Fun, music, prayer highlight African-American Festival

DOVER — Although an expansive gray sky threatened Legislative Mall in downtown Dover early Saturday afternoon, they weren’t able to damper spirits at the African American Festival.
Attendees said they were drawn to the good food, music and community they’ve celebrated at the festival for 25 years.

“Considering the rain, I still think it’s a good turnout,” said Ophelia Wallace, who was representing the Alpha Kappa Alpha Sorority.
The event was also somber time.

When a ceremonial libation was poured at the beginning, a prayer was offered for the nine church members in Charleston, South Carolina, who died at the hands of a gunman, and for protection from enemies.

Reuben Salters, one of the founding organizers of the festival, said people look forward to coming out to “meet other people, see other people and enjoy the food, the atmosphere.”
The festival is celebrating its 25th anniversary this year.

“It just took a lot of determination,” Mr. Salters said.

Around 1 p.m., the Wilmington Jazz Band, at the stage in front of Legislative Hall, was starting to play its first notes.

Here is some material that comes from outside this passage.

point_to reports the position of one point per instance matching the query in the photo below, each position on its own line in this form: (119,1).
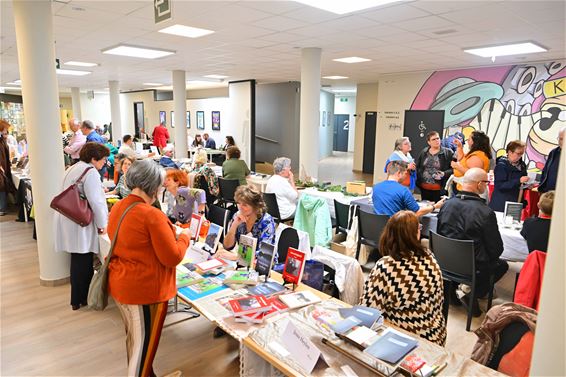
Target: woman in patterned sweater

Kids played in the moon bounce and bystanders ate funnel cakes under umbrellas. Attendees browsed vendors beneath their tents.

A long line of people was waiting for fish from Bethel AME Church in Chestertown.

A handful of people had set up lawn chairs at the stage, but the gusts of wind and light rain had kept the crowds away. People typically pack the grounds.

Usually, Stanley Cooper said, he’s surrounded by family, friends and neighbors at the festival.

“But it’s all right,” Mr. Cooper said. “We’ll just sit here and relax.”

“If they don’t chase me out of here, I’ll be here,” said Frank Winson, who was sitting next to him.